Reprenons. Que sait-on du « peuple singe » quand Pierre Boulle publie son roman ? Pas grand-chose. On en connaît un peu plus quand le film de Franklin J. Schaffner sort sur les écrans en 1968, mais cela reste encore du domaine restreint des publications spécialisées. Quelques pionnières et pionniers de la découverte des grands singes jouissent d'une certaine reconnaissance, comme Junichiro Itani (1926-2001) et Toshisada Nishida (1941-2011) qui s'installent à Mahale, sur les bords du lac Tanganyika en Tanzanie, ou Adriaan Kortlandt (1918-2009) au Congo pour observer les chimpanzés. Les plus connues sont les trois « anges de Leakey », en hommage à Louis Leakey, le grand pionnier, avec sa femme Mary, de la paléoanthropologie africaine et qui comprend toute l'importance fondamentale d'engager des recherches sur l'éthologie des grands singes pour éclairer les origines de l'homme. Ces femmes sont Jane Goodall, qui commence ses observations sur les chimpanzés au parc de Gombe Stream sur les rives du lac Tanganyika en 1960, Dian Fossey qui s'établit parmi les gorilles des montagnes de la Brume au Rwanda en 1963, et Biruté Galdikas qui étudie sur le terrain les orangs-outangs de Bornéo en 1971. Ce sont les protagonistes d'études à long terme qui vont bousculer les certitudes sur notre exception humaine, bâties sur des millénaires d'ignorance et d'arrogance, encore à peine ébranlées aujourd'hui, il faut bien en convenir.
Les quelques éthologues cités sont connus pour avoir étudié les grands singes hominoïdes — chimpanzés, gorilles, orangs-outangs —que les anglophones nomment apes — tout naturellement, les titres anglais du roman de Boulle et des films qui en sont inspirés deviennent The Planet of the Apes. Cela laisse de côté une autre planète, bien plus diversifiée, celles des singes dits à queue ou cercopithécoïdes — macaques, babouins, entelles, cercocèbes, cercopithèques, nasiques, patas, etc. — que les anglophones appellent monkeys et représentés par plus d'une centaine d'espèces réparties sur l'Ancien Monde, c'est-à-dire l'Afrique, l'Europe et l'Asie. Si on ajoute ceux des Amériques, cela fait une quarantaine d'espèces supplémentaires. Tous ces singes représentent le Tiers État des primates, organisé autour de l'homme souverain et sa cour restreinte de grands singes hominoïdes. Car, en dépit des prodigieuses avancées des connaissances sur les singes et les grands singes depuis les années 1960, nos représentations de leur diversité, de leurs classifications et de leur évolution s'accrochent obstinément à l'ancien régime anthropocentrique. L'homme et les grands singes sont des fins de lignées — un esprit voltairien, agacé par l'arrogance d'une noblesse décrépite, dirait des « fins de race » — qui s'accrochent à de vieilles valeurs désuètes qui risquent de nous mener à notre perte.
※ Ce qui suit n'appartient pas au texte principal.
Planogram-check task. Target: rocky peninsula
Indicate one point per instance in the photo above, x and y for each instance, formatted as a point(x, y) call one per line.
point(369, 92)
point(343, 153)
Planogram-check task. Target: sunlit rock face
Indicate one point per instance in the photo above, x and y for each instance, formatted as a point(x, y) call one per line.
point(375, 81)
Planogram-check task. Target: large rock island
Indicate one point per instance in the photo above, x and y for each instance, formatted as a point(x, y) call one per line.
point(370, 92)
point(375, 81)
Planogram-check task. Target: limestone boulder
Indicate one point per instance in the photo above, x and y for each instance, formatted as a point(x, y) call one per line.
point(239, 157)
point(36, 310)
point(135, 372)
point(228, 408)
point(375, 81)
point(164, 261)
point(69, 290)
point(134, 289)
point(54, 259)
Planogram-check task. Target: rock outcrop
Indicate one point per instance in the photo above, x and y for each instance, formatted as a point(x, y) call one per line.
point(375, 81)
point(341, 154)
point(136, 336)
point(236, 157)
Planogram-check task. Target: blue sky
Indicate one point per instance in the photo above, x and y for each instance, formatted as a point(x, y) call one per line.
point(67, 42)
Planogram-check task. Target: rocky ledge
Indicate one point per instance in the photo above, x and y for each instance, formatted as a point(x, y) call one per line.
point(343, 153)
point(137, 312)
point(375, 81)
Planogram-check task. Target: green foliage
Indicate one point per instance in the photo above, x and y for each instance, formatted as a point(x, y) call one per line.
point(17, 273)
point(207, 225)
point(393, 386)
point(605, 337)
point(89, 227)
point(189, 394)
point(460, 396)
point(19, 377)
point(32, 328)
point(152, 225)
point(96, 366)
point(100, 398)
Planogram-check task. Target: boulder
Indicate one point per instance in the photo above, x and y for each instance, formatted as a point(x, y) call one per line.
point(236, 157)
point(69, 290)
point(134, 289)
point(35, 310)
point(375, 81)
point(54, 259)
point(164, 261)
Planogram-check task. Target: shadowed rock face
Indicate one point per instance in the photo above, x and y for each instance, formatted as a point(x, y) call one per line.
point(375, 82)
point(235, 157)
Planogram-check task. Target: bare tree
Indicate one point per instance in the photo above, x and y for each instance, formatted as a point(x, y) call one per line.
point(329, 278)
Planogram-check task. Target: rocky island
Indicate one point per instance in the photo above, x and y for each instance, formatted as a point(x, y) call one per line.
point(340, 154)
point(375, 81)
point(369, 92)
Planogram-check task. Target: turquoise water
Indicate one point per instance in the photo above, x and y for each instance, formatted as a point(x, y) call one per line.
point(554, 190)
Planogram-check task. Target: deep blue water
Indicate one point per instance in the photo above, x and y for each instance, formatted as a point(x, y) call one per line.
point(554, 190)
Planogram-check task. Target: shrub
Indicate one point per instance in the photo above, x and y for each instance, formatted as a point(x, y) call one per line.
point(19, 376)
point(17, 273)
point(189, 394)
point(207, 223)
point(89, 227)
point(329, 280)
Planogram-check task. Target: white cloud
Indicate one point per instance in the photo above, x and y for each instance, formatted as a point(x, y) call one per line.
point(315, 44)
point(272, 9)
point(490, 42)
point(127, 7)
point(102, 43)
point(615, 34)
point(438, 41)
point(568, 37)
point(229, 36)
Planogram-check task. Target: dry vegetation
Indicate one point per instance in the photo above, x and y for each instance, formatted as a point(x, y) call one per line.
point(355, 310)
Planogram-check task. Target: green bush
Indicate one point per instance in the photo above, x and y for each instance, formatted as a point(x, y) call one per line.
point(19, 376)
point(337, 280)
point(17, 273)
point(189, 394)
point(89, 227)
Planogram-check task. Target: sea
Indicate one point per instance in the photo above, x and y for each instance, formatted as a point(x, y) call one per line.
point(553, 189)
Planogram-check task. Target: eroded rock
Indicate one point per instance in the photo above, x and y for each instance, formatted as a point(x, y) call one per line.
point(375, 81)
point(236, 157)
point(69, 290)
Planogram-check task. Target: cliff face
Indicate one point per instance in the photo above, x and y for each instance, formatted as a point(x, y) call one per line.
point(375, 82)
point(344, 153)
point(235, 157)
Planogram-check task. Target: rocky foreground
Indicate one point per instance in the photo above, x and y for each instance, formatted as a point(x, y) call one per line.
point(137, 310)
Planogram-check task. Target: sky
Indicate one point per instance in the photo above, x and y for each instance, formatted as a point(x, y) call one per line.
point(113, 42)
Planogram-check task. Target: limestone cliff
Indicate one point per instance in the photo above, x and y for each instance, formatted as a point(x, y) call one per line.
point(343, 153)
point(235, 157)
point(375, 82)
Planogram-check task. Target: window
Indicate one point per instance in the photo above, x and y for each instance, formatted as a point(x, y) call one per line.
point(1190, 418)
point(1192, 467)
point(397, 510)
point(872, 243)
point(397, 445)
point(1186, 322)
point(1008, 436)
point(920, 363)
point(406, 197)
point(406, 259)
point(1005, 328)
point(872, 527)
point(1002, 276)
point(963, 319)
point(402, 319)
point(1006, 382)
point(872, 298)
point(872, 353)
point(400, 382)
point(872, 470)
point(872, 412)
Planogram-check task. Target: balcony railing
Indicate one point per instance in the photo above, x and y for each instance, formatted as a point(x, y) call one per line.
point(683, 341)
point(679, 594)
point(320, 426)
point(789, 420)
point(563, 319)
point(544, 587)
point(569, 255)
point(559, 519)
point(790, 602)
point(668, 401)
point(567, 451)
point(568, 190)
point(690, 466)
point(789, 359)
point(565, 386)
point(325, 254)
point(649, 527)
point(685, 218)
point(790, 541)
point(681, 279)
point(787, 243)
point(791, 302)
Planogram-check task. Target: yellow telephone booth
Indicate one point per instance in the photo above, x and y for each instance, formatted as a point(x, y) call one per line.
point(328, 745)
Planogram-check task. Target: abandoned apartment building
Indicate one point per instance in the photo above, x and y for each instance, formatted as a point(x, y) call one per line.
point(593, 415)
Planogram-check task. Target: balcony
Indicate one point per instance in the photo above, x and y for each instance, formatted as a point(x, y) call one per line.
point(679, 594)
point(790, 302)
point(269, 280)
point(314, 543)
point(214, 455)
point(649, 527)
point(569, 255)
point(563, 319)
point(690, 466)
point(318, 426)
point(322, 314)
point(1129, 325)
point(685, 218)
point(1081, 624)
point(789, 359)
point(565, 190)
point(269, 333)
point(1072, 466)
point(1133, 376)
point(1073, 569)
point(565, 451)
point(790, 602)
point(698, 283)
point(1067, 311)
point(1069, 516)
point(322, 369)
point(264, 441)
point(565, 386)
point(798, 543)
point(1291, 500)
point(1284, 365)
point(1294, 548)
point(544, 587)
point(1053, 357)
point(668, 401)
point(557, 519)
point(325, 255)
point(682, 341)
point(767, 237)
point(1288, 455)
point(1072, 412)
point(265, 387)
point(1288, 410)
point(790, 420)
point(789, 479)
Imaginons un petit voyage dans l'espace-temps, comme celui de deux personnages Jinn et Phyllis que l'on rencontre au début du roman de Pierre Boulle. Ils se baladent, font du tourisme intersidéral dans une sorte de voilier à énergie solaire. En chemin, ils attrapent une bouteille à la dérive dans laquelle ils trouvent un manuscrit. Tout le roman consiste en la lecture de l'étrange aventure d'un homme, Ulysse Mérou, qui s'est retrouvé sur une planète dominée par des grands singes. Nos deux touristes finissent par penser qu'il s'agit d'une fiction peu vraisemblable. Ils délaissent le manuscrit avant que nous apprenions à la toute fin que Jinn et Phyllis sont des... chimpanzés.
Imaginons maintenant que notre héros Ulysse Mérou s'échoue quinze millions d'années avant aujourd'hui, alors il serait vraiment sur la planète des grands singes hominoïdes. Que s'est-il passé ? Tout simplement une évolution bien connue des paléontologues, et encore trop ignorée du grand public. Et là pas question de jeter le manuscrit aux confins de l'espace puisqu'il est écrit par les fossiles inscrits dans les sédiments de la Terre (P. Picq, Premiers hommes, Flammarion, 2016).